We are building a scalable self-hosted GitHub Actions runner architecture on AWS, and we’re encountering a persistent concurrency issue. Our goal is to have a shared Docker image cache to accelerate our CI/CD pipelines by avoiding repeated image downloads.
Our Architecture:
We use AWS ECS to run our self-hosted runner tasks.
The ECS tasks run on a fleet of EC2 instances.
To share the Docker image cache, we have mounted an Amazon EBS volume to each EC2 instance at /opt/runners.
The Problem:
The setup works perfectly when a single CI job is running. However, when multiple jobs are triggered concurrently, we faced to build failures.
This is happening even though the image exists locally on the EBS volume from a previous successful run.
Our Questions:
Is using a shared EBS volume for ‘/opt/runners’ across multiple EC2 instances a viable or supported architecture for achieving a shared Docker cache? If so, how can we mitigate these race conditions?
What are the recommended architecture for achieving a shared Docker layer cache for concurrent, ephemeral GitHub Actions runners on AWS?
You should really not share /var/lib/docker with multiple virtual machines. It is not just “image cache”, it is the entire Docker Data root and it could cuase issues. You would have all your metadata on all machines including existing containers and you would not have those containers running on your machne.
I don1t know if this is the cause of your issue, but each machine should have its own docker data root not used by anyone else.

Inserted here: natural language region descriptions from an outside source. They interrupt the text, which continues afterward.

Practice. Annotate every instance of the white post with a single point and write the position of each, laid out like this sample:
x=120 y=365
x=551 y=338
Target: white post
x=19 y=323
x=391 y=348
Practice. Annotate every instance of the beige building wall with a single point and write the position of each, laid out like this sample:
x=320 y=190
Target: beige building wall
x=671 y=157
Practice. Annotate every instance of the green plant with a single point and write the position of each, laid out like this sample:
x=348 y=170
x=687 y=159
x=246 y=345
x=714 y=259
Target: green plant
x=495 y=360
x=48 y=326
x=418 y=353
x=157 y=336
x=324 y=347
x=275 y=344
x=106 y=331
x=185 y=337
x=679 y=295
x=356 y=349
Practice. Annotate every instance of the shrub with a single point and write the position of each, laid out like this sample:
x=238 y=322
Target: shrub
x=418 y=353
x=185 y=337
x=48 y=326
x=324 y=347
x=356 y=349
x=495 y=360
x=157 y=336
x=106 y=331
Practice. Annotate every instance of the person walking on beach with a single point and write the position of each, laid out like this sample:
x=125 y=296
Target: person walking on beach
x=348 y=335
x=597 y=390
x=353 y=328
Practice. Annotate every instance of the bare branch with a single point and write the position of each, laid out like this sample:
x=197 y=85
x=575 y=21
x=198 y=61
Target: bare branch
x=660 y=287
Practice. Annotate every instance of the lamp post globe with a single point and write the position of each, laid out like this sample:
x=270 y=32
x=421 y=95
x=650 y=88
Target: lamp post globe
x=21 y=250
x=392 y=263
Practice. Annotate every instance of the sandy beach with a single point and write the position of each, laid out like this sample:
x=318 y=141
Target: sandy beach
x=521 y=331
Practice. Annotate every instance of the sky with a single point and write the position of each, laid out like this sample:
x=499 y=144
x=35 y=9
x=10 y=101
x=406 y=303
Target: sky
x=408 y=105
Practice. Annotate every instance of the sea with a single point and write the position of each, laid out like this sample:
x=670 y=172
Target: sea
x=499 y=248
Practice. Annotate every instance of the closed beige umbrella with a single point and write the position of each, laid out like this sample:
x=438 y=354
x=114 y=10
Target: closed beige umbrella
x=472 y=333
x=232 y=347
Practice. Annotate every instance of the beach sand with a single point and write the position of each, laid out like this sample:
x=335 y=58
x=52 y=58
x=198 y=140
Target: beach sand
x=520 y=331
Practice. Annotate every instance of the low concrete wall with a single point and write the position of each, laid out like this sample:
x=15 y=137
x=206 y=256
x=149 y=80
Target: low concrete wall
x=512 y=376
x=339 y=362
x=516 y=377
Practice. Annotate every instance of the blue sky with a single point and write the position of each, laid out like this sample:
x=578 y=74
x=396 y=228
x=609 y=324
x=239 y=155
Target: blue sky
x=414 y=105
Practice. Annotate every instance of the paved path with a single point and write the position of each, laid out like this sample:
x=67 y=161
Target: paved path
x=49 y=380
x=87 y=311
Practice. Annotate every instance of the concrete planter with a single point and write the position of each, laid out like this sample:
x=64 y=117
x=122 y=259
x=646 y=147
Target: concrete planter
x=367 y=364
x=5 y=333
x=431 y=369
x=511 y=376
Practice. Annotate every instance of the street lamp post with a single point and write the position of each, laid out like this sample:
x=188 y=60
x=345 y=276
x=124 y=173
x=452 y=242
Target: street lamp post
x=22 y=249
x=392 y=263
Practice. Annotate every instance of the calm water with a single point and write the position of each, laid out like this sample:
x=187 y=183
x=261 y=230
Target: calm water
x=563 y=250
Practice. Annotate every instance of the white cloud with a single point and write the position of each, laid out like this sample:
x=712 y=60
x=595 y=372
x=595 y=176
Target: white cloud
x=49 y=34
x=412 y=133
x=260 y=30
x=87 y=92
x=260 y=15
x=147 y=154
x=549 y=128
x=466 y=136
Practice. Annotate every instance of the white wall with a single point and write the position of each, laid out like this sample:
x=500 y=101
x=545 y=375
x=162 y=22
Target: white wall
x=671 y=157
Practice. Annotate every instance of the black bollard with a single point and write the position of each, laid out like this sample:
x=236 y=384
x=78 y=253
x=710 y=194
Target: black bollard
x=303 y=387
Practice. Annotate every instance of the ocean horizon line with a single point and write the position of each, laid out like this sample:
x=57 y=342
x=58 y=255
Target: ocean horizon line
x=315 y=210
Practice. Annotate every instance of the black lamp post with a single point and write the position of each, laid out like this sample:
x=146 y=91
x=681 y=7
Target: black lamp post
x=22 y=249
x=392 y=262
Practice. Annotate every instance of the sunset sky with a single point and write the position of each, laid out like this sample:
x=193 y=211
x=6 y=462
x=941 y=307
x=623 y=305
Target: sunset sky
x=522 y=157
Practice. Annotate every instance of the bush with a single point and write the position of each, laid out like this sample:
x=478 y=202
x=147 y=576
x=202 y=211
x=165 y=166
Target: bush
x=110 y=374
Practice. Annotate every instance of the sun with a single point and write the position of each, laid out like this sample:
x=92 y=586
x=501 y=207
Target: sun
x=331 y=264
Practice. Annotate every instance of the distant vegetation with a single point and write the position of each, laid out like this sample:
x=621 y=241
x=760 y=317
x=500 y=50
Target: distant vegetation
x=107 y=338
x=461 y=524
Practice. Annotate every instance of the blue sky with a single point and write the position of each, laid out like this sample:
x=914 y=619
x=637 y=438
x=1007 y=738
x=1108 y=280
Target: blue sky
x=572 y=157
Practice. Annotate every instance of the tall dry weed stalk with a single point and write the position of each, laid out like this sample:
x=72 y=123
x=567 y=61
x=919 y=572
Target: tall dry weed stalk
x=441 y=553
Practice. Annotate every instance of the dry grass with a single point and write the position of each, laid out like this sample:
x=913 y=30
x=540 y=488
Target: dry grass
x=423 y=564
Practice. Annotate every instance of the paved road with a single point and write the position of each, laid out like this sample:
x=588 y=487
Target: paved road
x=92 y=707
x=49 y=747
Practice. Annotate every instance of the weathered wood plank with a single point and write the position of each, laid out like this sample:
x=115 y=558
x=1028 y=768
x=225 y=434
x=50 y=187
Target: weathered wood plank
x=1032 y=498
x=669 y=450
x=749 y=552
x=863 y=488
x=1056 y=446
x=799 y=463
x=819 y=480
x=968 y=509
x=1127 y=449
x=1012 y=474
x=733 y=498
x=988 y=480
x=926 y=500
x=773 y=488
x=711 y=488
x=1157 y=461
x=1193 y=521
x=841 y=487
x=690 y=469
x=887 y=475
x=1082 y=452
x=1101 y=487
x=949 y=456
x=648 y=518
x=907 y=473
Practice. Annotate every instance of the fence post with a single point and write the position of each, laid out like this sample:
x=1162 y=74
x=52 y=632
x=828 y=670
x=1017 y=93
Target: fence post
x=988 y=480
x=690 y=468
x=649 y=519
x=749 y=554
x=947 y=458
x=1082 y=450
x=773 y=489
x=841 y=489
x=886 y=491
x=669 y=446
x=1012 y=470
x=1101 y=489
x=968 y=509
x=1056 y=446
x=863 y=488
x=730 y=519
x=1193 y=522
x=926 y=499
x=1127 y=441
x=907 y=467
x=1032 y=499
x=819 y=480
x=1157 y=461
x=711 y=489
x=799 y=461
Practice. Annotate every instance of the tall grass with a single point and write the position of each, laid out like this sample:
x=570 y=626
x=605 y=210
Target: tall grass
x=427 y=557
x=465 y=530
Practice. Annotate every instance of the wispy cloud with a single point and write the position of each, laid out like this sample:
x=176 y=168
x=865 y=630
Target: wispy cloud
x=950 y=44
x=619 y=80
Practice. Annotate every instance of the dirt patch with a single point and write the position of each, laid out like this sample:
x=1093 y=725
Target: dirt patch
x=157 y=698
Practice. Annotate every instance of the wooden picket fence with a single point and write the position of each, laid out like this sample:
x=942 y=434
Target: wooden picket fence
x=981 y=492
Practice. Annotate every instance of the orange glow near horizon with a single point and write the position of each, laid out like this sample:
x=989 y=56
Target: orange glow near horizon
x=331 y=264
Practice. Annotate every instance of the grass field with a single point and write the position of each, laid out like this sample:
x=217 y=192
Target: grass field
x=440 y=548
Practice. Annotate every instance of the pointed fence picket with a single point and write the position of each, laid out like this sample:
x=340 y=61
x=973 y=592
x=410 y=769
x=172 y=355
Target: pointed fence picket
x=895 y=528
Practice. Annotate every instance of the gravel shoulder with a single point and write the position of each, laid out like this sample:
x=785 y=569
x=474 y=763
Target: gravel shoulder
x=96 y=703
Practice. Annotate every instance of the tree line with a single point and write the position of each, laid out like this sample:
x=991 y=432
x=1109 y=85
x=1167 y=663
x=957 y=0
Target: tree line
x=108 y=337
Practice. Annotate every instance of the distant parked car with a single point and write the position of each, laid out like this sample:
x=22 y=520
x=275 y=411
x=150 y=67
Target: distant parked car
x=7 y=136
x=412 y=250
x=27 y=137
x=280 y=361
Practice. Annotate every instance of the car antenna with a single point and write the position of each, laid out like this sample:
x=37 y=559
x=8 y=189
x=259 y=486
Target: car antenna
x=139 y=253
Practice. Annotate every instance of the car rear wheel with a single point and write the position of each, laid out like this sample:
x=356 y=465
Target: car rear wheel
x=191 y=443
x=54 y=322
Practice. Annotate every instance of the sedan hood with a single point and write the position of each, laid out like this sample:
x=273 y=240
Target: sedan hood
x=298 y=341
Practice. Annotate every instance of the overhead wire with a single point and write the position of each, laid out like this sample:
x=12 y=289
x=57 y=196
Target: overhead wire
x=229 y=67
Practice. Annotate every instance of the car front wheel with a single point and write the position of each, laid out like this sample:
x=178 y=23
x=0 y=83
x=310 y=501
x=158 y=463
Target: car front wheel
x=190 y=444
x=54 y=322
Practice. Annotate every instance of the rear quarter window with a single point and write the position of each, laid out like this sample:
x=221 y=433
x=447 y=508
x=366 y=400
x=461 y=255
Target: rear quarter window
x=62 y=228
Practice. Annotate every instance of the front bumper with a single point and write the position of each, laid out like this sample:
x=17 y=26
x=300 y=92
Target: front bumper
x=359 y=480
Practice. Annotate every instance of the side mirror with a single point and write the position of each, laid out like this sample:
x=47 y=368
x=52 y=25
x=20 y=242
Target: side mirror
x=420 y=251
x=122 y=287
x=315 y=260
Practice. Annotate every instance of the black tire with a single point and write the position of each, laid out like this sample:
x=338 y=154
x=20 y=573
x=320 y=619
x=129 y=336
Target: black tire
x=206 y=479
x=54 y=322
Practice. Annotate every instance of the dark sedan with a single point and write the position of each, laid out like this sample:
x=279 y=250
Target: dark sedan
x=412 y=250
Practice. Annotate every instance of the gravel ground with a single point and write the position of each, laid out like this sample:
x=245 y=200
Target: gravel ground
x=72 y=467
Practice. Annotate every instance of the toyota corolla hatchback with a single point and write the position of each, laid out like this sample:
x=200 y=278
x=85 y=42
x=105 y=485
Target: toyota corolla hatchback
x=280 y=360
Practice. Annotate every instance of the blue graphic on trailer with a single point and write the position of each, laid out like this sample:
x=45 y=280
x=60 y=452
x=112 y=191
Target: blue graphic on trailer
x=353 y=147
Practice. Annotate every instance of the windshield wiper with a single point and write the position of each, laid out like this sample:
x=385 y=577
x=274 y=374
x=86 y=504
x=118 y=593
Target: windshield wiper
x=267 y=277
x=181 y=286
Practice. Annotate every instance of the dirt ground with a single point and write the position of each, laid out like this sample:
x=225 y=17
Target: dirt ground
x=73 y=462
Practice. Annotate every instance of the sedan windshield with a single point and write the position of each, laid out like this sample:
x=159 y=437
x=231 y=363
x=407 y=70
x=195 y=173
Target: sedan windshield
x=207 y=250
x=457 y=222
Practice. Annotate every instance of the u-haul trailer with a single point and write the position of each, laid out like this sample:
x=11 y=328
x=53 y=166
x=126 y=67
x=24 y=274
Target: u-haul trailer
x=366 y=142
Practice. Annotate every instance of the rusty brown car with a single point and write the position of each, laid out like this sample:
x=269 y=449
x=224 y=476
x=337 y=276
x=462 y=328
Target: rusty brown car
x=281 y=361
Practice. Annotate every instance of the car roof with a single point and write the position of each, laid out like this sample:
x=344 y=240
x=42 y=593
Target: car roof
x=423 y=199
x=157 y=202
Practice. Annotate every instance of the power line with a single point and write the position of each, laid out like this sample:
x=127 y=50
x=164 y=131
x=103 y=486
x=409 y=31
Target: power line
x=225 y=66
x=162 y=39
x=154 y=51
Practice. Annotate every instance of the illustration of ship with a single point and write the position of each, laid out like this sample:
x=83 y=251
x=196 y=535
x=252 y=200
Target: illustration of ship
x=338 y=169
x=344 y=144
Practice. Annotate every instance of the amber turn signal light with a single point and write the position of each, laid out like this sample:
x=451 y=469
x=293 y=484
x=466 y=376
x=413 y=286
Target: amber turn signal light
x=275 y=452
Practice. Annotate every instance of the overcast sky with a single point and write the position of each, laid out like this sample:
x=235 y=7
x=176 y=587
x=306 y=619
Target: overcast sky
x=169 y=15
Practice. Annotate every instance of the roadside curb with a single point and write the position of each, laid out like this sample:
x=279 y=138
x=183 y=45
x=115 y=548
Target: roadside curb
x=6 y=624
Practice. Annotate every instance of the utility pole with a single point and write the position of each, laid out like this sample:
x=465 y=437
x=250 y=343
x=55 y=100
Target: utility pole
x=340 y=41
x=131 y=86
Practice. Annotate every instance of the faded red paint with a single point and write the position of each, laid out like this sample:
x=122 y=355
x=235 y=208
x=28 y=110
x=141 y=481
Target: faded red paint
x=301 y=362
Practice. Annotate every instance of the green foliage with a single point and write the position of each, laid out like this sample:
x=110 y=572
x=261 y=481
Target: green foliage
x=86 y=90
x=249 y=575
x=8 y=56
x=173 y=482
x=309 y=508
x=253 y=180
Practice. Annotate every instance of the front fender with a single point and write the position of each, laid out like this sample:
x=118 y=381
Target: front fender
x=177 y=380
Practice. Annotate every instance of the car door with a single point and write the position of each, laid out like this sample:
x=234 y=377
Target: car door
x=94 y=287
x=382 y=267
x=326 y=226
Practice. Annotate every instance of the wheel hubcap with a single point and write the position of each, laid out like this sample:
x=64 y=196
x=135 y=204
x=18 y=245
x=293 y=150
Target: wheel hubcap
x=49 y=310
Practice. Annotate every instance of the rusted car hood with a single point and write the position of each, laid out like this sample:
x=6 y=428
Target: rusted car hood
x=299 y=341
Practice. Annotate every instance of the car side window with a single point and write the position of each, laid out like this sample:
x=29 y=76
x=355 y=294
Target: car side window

You can run a locl docker registry somewhere in your environment if you want to speed up pulling images.
I need to correct my previous statement about our architecture. My apologies for any confusion. To be clear, we are not sharing the Docker daemon; each runner has its own isolated environment.
An EBS volume is a block storage that is bound to an AZ of a region. Block storage can not be attached to more than one compute node at a time. Not a feasible solution.
The answer remains the same: use the GitHub Actions caching. It should support s3 as backend. I haven`t configured it myself, but you should find pointers in the docs or in blog posts.
Update: I accidentally wrote “I have configured it myself”. I meant to write that I haven’t. Now its fixed.